ステップS80では、(数15)式を演算し、下記のように、△V0(k)、R1+R2、R1・C1、△V(k)を求める。ただし、△V0(k)は推定演算開始時からの開路電圧推定値の変化分、△V(k)は推定演算開始時からの端子電圧推定値の変化分である。
△V0(k)=−c1(k)・r(k−1)/{1+a1(k)}
R1+R2={b0(k)+b1(k)}/{1+a1(k)}
R1・C1=−T0/In{−a1(k)}
△V(k)=−a1(k−1)・y(k−1)+b0(k−1)・u(k)+b1(k−1)・u(k−1)−c1(k−1)・r(k−1)

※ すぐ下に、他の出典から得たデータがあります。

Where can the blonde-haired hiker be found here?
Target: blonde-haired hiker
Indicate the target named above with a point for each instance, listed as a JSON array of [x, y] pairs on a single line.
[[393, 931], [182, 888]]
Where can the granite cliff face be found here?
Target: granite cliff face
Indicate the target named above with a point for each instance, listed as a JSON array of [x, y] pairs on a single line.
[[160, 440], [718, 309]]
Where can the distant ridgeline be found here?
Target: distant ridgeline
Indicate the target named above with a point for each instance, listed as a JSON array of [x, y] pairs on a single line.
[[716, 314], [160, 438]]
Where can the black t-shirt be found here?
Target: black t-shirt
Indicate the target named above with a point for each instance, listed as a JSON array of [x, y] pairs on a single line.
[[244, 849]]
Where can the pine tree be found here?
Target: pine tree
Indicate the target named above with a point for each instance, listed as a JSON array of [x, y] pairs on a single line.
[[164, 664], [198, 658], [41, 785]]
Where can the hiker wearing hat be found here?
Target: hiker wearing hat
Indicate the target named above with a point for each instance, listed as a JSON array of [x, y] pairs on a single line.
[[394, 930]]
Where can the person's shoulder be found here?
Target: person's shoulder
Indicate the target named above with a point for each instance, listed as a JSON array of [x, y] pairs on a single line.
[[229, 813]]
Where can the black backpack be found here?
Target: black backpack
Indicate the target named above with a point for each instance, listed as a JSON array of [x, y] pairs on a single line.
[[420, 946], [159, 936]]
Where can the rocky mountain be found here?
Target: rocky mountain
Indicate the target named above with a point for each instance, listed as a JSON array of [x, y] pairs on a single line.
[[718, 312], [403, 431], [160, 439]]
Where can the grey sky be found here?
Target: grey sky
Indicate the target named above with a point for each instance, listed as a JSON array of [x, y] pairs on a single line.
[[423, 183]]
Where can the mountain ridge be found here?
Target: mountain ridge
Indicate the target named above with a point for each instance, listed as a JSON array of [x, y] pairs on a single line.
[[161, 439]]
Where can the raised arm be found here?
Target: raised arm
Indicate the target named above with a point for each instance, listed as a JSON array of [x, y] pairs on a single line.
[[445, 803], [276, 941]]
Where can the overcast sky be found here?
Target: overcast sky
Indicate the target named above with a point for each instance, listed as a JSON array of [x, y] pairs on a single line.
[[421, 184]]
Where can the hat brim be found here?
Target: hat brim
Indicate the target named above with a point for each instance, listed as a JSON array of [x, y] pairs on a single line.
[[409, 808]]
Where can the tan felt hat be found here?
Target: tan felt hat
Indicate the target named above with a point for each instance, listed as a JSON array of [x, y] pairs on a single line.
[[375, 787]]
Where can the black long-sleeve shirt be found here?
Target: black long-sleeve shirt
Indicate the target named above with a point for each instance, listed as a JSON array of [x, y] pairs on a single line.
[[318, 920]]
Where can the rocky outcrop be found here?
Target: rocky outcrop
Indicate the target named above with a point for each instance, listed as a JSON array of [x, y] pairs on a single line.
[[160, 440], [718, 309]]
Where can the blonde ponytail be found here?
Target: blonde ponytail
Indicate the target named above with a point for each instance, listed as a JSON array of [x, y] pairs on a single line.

ステップS90では、下記のように、開路電圧推定値V0(k)と端子電圧推定値V(k)を算出する。つまり、ステップS80で算出した△V0(k)は同定アルゴリズム開始時からの開路電圧の変化分であるから、それに開路電圧初期値V0 iniを加算して開路電圧推定値V0(k)を算出する。また、△V(k)は同定アルゴリズム開始時からの端子電圧の変化分であるから、それに端子電圧初期値V iniを加算して端子電圧推定値V(k)を算出する。
V0(k)=△V0(k)+V0 ini
V(k)=△V(k)+V ini
ステップS100では、図5に示すような開路電圧V0と充電率SOCの相関マップを用いて、上記で算出したV0(k)から充電率SOC(k)を算出する。なお、図5中のVLはSOC=0%に、VHはSOC=100%に相当する開路電圧である。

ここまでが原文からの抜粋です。